Download Annotations and Genome Sequences

HyperTRIBE needs genome sequence in fasta format and transcriptome annotation in gtf format and ucsc table browser native format. Users need to download these files based on the organism and genome build of interest.The two annotation files are used at different step of the pipeline.

Download RefSeq annotation for Drosophila (dm6) from UCSC Genome Browser Tools=TableBrowser; clade=Insect; genome=D.melanogaster; assembly=dm6; group:Genes and Gene Predictions; track=RefSeq Genes; table=refFlat; output format=all field from selected tables; output file: choose a filename (dm6_refFlat.txt).

Optional: Recommended procedure for getting the refseq annotation file when the Refseq Genes track is not available as an option in Table Browser.
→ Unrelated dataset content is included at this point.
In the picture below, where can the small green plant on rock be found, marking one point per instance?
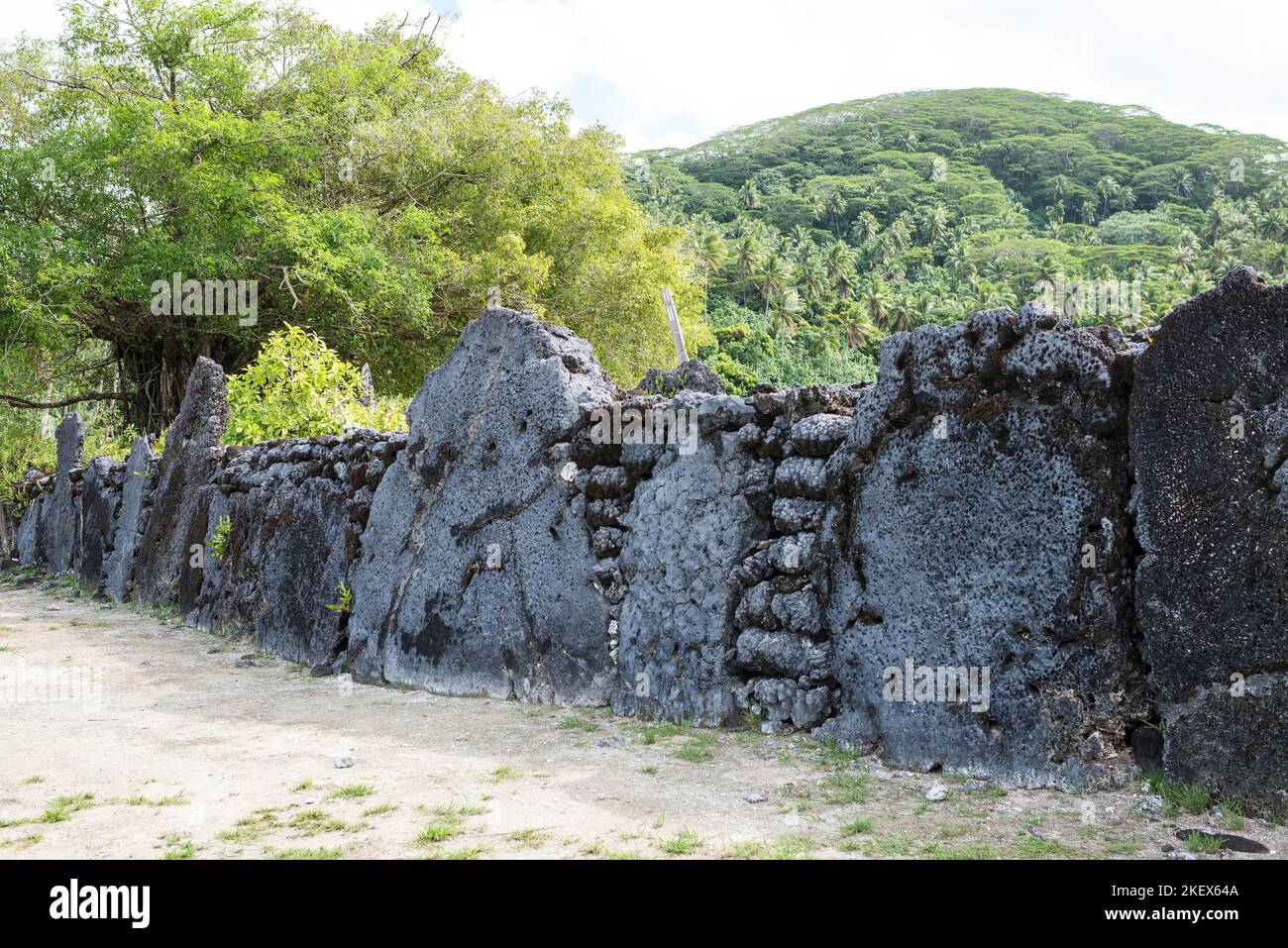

Here is an example of his alternate approach downloading the refseq annotation for human genome from UCSC Genome Browser Tools:TableBrowser; clade=Mammal; genome=human; assembly=hg38; group:Genes and Gene Predictions; track=NCBI RefSeq; table=RefSeq Curated; output format=all field from selected tables; output file: hg38_refseq.txt. Since this annotation format is different from the refFlat format available for fruit fly, the columns have to be rearranged using awk.
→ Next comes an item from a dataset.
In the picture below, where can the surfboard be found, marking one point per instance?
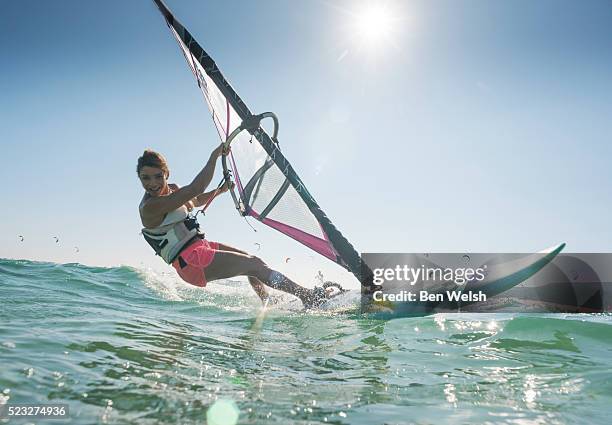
(500, 277)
awk '{print $13"\t"$2"\t"$3"\t"$4"\t"$5"\t"$6"\t"$7"\t"$8"\t"$9"\t"$10"\t"$11}' hg38_refseq.txt > hg38_ncbi_refseq_curated.txt

Download RefSeq annotation in GTF format from Illumina’s Igenome page . As an laternative, this annotation may be downloaded from UCSC browser using the instruction above, except a small change, choose output file format as GTF – gene transfer format.

As part of HyperTRIBE code distribution these annotation files are provided as an example of required annotation file.
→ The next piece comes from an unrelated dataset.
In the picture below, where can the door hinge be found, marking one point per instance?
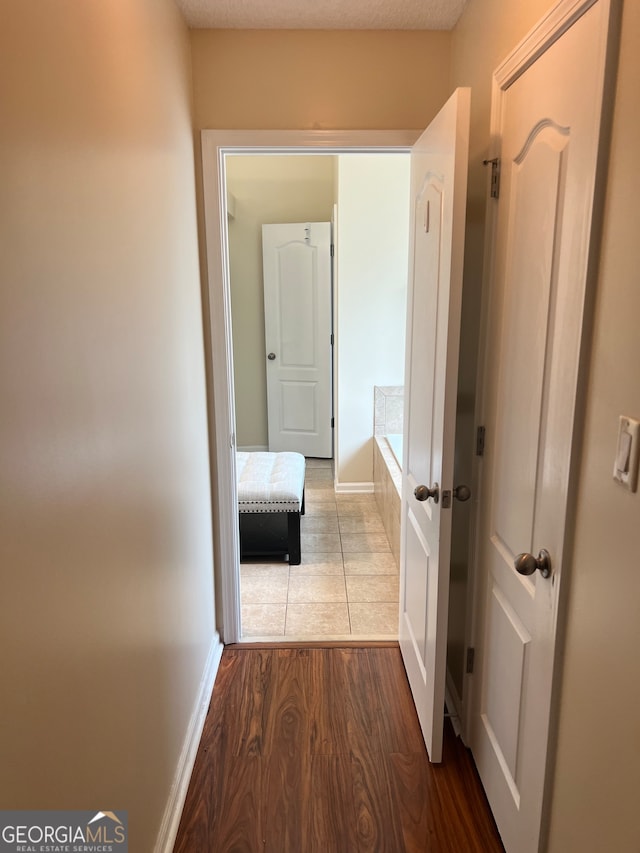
(495, 176)
(471, 657)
These annotation files for Drosophila (dm6) are automatically downloaded when HyperTRIBE source code is cloned. Uncompress the annotation files, which creates a directory with all the annotation files.

cd /path_from_root/HyperTRIBE/annotation
#uncompress the annotaion files as needed
gunzip genes.gtf.gz

Download the genome sequence from UCSC genome browser. Create bowtie2 indices for the genome and STAR indices for the transcriptome. The genes.gtf file is used during the creation of STAR indices.

#Create bowtie2 indices.
cd /location_of_genome/
bowtie2-build genome.fa genome

Create STAR indices

STAR --runThreadN 4 --runMode genomeGenerate --genomeDir star_indices --genomeFastaFiles genome.fa --sjdbGTFfile genes.gtf
#star indices are created at /location_of_genome/star_indices

Update Shell Scripts

Update Shell Scripts to indicate location of software location, annotation and genome indices. Use a text editor, like nao or emacs, to open shell scripts and update the location of HyperTRIBE code, annotation files, Bowtie2 and STAR indices.

Edit these variables in trim_and_align.sh

star_indices="/path_from_root/star_indices"
TRIMMOMATIC_JAR="/path_from_root/trimmomatic.jar"
PICARD_JAR="/path_from_root/picard.jar"

If you want to use a different trimmer or aligner, feel free to change the code

Edit these variables in trim_and_align_gDNA.sh

#location of bowtie2 indices
bowtie_indexes="/path_from_root/genome"
TRIMMOMATIC_JAR="/path_from_root/trimmomatic.jar"

Edit load_table.sh

#location of HyperTRIBE code
HyperTRIBE_DIR="/path_from_root/HyperTRIBE/CODE"

Congratulations!!! Now, you are ready to run HyperTRIBE.